When I was 12, an unfamiliar man came to my PE class to demonstrate a sport I’d never heard of. He brought two high school aged boys who hunched over opposite one another to line their sticks up and take a face-off in front of the class; I thought they only did that in hockey. They beat the shit out of each other with three-and-a-half foot metal sticks until one of them ended up with the ball. The man indicated that he was starting the Diablo Scorpions lacrosse club. I was sold.
I had played baseball when I was younger, but I was never very good, so in true pre-teen form, I quit. I played on the middle school basketball team despite my size because my best friend did too. He had a flat-top back then, so he was cool by default. Initially, I joined the lacrosse club because I wanted to find something masculine that I could have pride in, and because I seemed to be running out of options, beating other men with a three-and-a-half foot metal stick appealed to my less reasonable impulses.

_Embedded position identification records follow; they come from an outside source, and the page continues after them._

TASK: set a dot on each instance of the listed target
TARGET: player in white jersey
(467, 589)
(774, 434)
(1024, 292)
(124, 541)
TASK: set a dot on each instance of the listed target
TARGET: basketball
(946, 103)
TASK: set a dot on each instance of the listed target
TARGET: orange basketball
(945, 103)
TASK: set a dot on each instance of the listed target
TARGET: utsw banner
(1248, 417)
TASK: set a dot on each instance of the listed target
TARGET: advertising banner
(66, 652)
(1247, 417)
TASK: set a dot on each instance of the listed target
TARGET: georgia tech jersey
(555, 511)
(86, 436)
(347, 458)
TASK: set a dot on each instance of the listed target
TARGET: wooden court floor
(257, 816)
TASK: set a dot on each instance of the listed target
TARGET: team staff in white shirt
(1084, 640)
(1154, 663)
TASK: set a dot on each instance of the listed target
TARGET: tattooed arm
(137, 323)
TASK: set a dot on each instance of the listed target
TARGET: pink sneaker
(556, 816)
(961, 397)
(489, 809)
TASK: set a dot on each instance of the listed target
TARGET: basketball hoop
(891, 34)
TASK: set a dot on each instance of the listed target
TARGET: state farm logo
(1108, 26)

That summer I attended lacrosse camp in Pebble Beach at a truly picturesque private school called Robert Louis Stevenson. You could never see very far past the tall pine trees but you could hear the ocean, and the fields smelled like fresh dew long after it had evaporated in the morning. You could throw a lacrosse ball and hit the world famous golf course. Well, I couldn’t then, but I can now.
It was in this environment, free of schoolyard contempt and otherworldly compromise that I learned almost everything important I understand about lacrosse today. I learned the fundamentals of dodging on a defenseman, the ins and outs of running a fast-break and the necessity of busting your ass every single moment you’re on that field, because you never know when it might be your last. I learned that you are to inscribe every field you grace with your best self, in the Native American tradition.

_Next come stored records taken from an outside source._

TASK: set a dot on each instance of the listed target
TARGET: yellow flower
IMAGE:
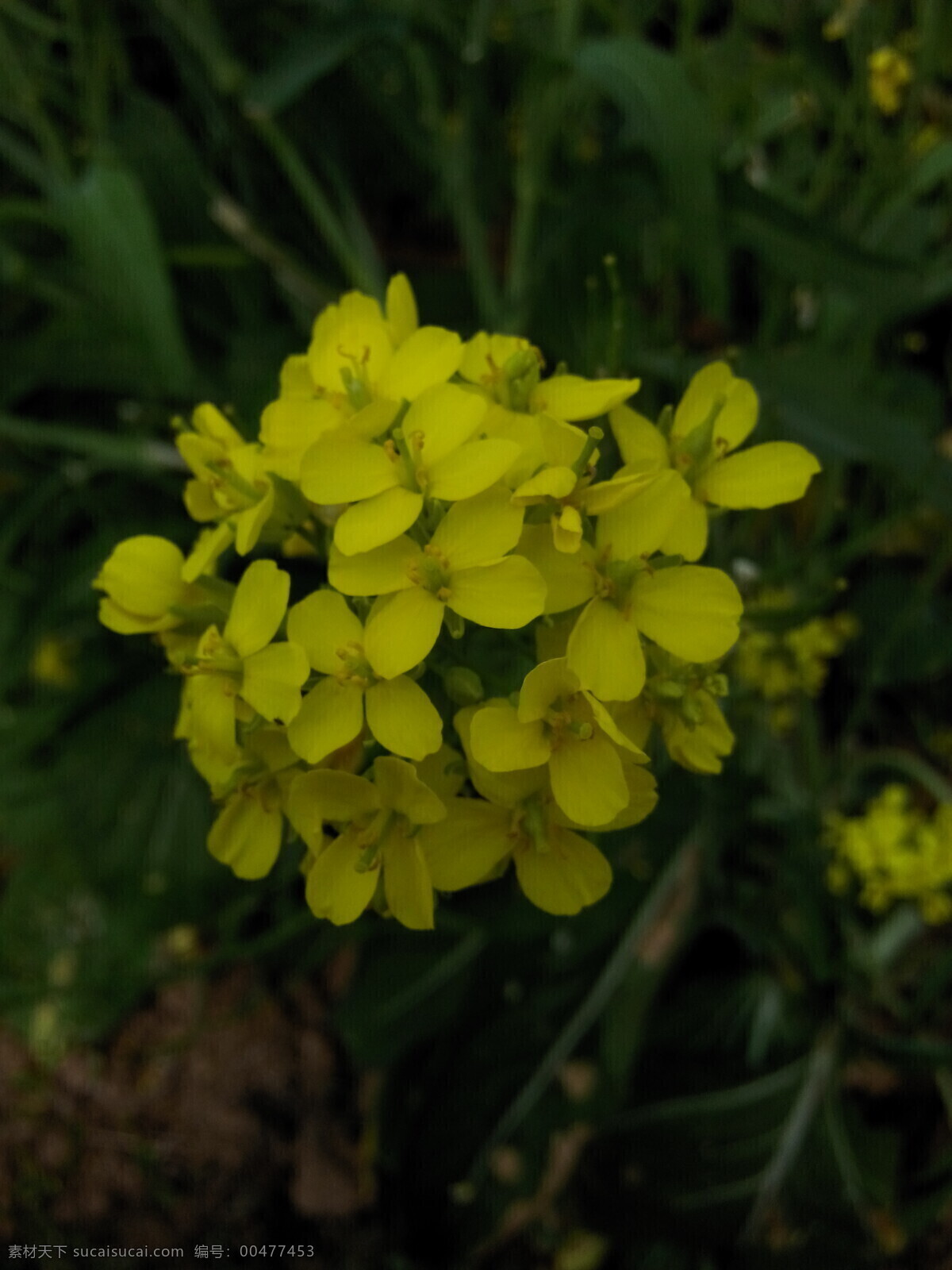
(52, 662)
(465, 569)
(716, 414)
(896, 852)
(359, 355)
(889, 75)
(378, 823)
(560, 724)
(431, 455)
(507, 370)
(692, 611)
(247, 832)
(239, 672)
(144, 586)
(399, 713)
(558, 869)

These are, however, not the most important things I learned there. I learned that understanding the technical aspects of the game is not the ultimate goal of practice, it is the means to a more emotionally complex end. I learned that there was nothing else I could experience that matched the inexplicable feeling that continues to overwhelm me well into my twenties when I slide that helmet over my head. I learned that for five days at a time, a person can travel to Pebble Beach with their lacrosse bag and become spiritually renewed at an age when spiritual renewal is unlikely (unless you had the greatest Bar-Mitzvah ever), and moreover, that if you learn to channel this energy, to make your passion your therapy, then you can feel renewed every time you put that helmet on.

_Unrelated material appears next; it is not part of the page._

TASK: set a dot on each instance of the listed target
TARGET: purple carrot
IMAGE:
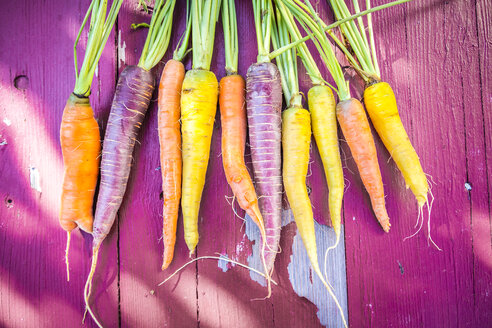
(264, 105)
(130, 103)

Ten years ago, someone exceptional shared with me his boundless passion for a sport, a form of therapy that meant everything to him. It is because of him that I found my coping mechanism, the one thing that I advocate every college student find if they have not done so already. In his honor, I’ve decided to begin coaching this year in an attempt to share the passion that he instilled in me with the budding youth lacrosse community of Davis. I may never get to play collegiate ball again, but I can always aspire to share even a fraction of what he gave to the campers at Robert Louis Stevenson as a coach.
I advocate you find that thing that offers a momentary escape from the struggle we’ve chosen to endure long enough to retain your sanity. Find your passion, do it with as much honor as you know how, and make it your therapy.
And just when you think you’re done, dedicate a part of your life to sharing it with the people you love the most.